Understand the Lifecycle of a Flyte Workflow#

Let’s understand how Flyte’s plugin machinery works and how information flows from one component to another in Flyte.

Under the hood, Flyte relies on a primitive called “Plugins”. Every task that you run on Flyte is powered by a plugin. Some of these plugins are native and guaranteed by Flyte system. These native plugins, for example, run your Flyte tasks inside a k8s pod. There are three native plugins, namely, Container, K8sPod, and Sql.

Moreover, there are plugins that are actual extensions; they create additional infrastructure and communicate with SaaS on your behalf. Examples include Spark, AWS Athena, etc.

A plugin requires code to live in multiple locations.

  1. Some parts of plugins logic resides in Flytekit’s SDK. This let users define tasks. You can find this logic in Flytekit’s Python (https://github.com/flyteorg/flytekit/tree/master/plugins). Think of this as a client for an RPC service or a web service

  2. Another big chunk of plugins logic lives in Flyteplugins. This is a library that gets loaded into FlytePropeller. FlytePropeller (a Kubernetes operator) loads Flyteplugins upon starting. FlytePropeller is aware of the plugins and their dependency on task execution.
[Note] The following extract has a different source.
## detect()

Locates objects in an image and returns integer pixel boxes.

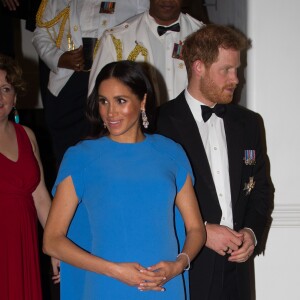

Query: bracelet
[177,252,190,271]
However, FlytePropeller is unaware of how these plugins are executed.


To better Illustrate how things work, lets take for example the “Spark” plugin and understand what is the sequence of steps that take place for it to work.

The Spark plugin lets a user define a task that has access to a Spark Session. In the background Flyte will provide all the needed infrastructure such that by the time the declared task needs to run, all needed Spark infrastructure is ready and running.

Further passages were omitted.